Soft Hands 1964-Egypt
PLOT DESCRIPTION
For many years, a young prince has lived far beyond his means. He eventually finds that his finances are in a desperate state and he must now change his lifestyle. This would mean that the titular appendages will have to be put to use if he is to support himself. This Egyptian feature runs only 75 minutes. ~ Kristie Hassen, All Movie Guide
My God, the vaseline treatment sounds like a medieval torture...I'd be afraid my skin would come off with the gloves! But the day my hands start losing their silky-softness is the day I'll resort to your suggestion.

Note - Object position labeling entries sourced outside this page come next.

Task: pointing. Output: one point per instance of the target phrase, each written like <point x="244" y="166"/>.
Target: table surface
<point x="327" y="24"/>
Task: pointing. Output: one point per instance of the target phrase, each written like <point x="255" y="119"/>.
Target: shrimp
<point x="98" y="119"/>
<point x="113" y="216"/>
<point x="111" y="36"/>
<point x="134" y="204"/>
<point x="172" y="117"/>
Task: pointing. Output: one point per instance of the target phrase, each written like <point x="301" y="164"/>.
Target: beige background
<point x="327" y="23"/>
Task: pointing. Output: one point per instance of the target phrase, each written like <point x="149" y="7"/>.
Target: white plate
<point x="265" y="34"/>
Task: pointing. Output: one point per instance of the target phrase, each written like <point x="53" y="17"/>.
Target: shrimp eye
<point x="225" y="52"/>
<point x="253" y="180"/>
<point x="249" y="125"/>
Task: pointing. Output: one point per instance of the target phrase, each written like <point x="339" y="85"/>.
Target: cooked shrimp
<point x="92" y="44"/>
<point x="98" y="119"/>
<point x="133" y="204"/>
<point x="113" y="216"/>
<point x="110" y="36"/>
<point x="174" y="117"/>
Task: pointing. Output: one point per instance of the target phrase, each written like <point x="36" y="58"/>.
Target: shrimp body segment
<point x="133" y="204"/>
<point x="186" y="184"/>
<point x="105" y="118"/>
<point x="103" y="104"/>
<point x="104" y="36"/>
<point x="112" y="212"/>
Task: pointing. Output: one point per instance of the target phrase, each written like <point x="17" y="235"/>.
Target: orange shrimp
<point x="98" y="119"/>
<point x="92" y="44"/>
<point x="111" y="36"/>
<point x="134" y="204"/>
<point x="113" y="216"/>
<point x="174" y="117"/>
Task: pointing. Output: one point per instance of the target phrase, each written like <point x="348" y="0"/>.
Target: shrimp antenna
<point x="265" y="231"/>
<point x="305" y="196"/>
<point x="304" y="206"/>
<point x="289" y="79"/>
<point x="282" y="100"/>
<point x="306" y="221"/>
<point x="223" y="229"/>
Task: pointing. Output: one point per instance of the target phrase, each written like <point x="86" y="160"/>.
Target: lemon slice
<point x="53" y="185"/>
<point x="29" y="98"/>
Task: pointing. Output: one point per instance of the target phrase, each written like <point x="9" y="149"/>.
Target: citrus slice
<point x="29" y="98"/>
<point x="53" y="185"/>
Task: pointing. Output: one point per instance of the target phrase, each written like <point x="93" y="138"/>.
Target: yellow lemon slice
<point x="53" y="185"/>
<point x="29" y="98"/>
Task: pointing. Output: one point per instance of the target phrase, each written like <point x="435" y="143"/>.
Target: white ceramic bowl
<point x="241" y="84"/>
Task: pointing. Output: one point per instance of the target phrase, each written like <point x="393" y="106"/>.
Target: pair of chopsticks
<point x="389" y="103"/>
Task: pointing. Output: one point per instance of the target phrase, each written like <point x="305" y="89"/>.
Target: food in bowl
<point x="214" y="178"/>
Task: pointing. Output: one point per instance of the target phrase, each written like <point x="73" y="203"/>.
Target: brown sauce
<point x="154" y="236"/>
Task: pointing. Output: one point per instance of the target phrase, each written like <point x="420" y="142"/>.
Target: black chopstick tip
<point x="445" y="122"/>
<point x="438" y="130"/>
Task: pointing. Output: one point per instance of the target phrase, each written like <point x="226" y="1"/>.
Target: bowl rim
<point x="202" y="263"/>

For me, the Vaseline-in-the-glove works as well as the retainer-in-the-mouth. Both end up on the floor, obviously ripped off my person in my sleep. Even my subconscience knows that cheap, Woman's Day Magazine prescriptions to beauty regimes are a nusance, and freak'n uncomfortable, at that.
This vaseline glove makes me think of the following (again, from Orlando Figes' "A People's Tragedy," p.646): "The ingenuity of the Cheka's torture methods was matched only by the Spanish Inquisition. Each local Cheka had its own speciality. In Kharkov they went in for the 'glove trick' -- burning the victim's hands in boiling water until the blistered skin could be peeled off: this left the victims with raw and bleeding hands and their torturers with 'human gloves'.